Le temps d’une dégustation et Messire reprend son chemin vers l’horizon, droit sur un soleil pâle qui remonte timidement dans le ciel. Il est plus de 3 heures du matin ! Reprenant la même direction, nous rentrons au camp, les yeux portés sur cette imposante silhouette qui s’éloigne comme elle s’était approchée.
Messire reprend son chemin vers l’horizon !
Une autre observation est venue combler de bonheur ce dernier jour sur une banquise qui s’égare un peu plus encore dans l’océan. Alors que nous scrutions les eaux marines et cherchions un signe de sa part sur l’horizon, le narval nous surpris par son souffle à moins d’une encablure de notre site d’observation.
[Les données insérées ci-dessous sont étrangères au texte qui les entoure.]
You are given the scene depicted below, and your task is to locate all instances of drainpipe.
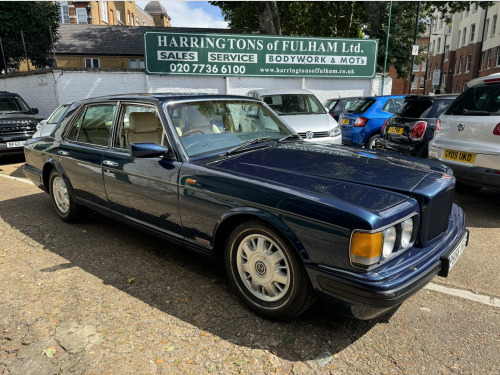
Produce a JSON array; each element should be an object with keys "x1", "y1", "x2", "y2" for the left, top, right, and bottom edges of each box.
[{"x1": 476, "y1": 6, "x2": 489, "y2": 78}]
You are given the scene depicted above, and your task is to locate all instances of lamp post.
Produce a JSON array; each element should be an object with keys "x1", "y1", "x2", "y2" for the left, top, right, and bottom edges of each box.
[{"x1": 432, "y1": 32, "x2": 448, "y2": 94}]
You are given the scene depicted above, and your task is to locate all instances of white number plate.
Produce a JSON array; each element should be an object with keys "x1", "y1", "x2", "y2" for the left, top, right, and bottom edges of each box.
[
  {"x1": 6, "y1": 141, "x2": 26, "y2": 148},
  {"x1": 440, "y1": 231, "x2": 468, "y2": 277}
]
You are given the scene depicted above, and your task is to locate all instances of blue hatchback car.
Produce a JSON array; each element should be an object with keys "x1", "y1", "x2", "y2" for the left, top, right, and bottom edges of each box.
[{"x1": 340, "y1": 95, "x2": 405, "y2": 149}]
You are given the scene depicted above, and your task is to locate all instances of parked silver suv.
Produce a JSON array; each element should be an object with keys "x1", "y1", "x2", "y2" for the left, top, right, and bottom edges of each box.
[{"x1": 428, "y1": 73, "x2": 500, "y2": 190}]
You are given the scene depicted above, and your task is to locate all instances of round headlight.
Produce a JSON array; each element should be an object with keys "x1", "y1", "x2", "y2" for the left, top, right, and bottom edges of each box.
[
  {"x1": 400, "y1": 218, "x2": 414, "y2": 249},
  {"x1": 382, "y1": 226, "x2": 397, "y2": 258}
]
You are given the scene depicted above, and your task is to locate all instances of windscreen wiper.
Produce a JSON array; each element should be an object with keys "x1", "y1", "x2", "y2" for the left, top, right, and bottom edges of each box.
[
  {"x1": 463, "y1": 109, "x2": 497, "y2": 116},
  {"x1": 225, "y1": 137, "x2": 271, "y2": 155},
  {"x1": 275, "y1": 133, "x2": 302, "y2": 144}
]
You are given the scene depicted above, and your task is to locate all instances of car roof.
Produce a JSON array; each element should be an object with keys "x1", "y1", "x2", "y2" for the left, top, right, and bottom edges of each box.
[
  {"x1": 465, "y1": 72, "x2": 500, "y2": 88},
  {"x1": 325, "y1": 96, "x2": 361, "y2": 101},
  {"x1": 357, "y1": 95, "x2": 406, "y2": 100},
  {"x1": 0, "y1": 91, "x2": 20, "y2": 97},
  {"x1": 248, "y1": 88, "x2": 314, "y2": 96},
  {"x1": 404, "y1": 94, "x2": 458, "y2": 100},
  {"x1": 70, "y1": 93, "x2": 260, "y2": 105}
]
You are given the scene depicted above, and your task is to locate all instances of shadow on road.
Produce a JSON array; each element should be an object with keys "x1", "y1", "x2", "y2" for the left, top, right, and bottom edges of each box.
[
  {"x1": 0, "y1": 191, "x2": 385, "y2": 362},
  {"x1": 455, "y1": 188, "x2": 500, "y2": 229}
]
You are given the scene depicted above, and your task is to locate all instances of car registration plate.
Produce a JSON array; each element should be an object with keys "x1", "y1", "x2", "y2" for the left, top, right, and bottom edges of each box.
[
  {"x1": 443, "y1": 149, "x2": 475, "y2": 164},
  {"x1": 341, "y1": 119, "x2": 350, "y2": 125},
  {"x1": 6, "y1": 141, "x2": 26, "y2": 148},
  {"x1": 388, "y1": 126, "x2": 403, "y2": 135},
  {"x1": 440, "y1": 231, "x2": 468, "y2": 277}
]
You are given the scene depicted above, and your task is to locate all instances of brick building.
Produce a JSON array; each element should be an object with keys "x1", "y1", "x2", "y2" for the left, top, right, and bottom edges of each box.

Dépourvu de nageoire dorsale, le narval n’a cessé de frapper l’imaginaire avec cette longue défense torsadée qui le distingue de tous les cétacées et le rapproche de la mythique Licorne. Cette excroissance d’ivoire, que seuls les mâles possèdent, est considérée comme une dent et des scientifiques ont récemment découvert que le narval pouvait l’utiliser pour chasser comme expliqué dans ce petit clip vidéo (2’57’’) de Pêches et Océans Canada. D’autres recherches ont démontré que cette dent était un organe de détection et qu’elle était flexible. Le narval peut rester plus de 20 mn sous l’eau avant de remonter prendre plusieurs respirations. Sa tête ressemble étrangement à celle du béluga. De couleur brun moucheté, notre prince nous a montré son fleuret à l’extrémité, malheureusement brisé, avant de replonger dans les profondeurs de l’océan.
Narval
Narval et mirage arctique à l’horizon !
À l’instar du Sahara, cette zone polaire sait produire ces illusions d’optiques. Les mirages arctiques ont trompé nombre d’explorateurs et navigateurs chevronnés comme Ross ou Peary qui se sont fait piéger par un relief fantôme comme si l’Arctique voulait se protéger de toute incursion étrangère. Ce phénomène appelé aussi fata morgana est assez particulier. Il est le résultat de conditions atmosphériques qui courbent la lumière et renvoient l’image d’un objet (montagne, bateau, iceberg etc.) au-dessus de ce même objet. Ces conditions sont connues sous le nom d’inversion de température : l’air froid se trouve près du sol et l’air plus chaud tout au-dessus, ce qui produit cet effet trompeur.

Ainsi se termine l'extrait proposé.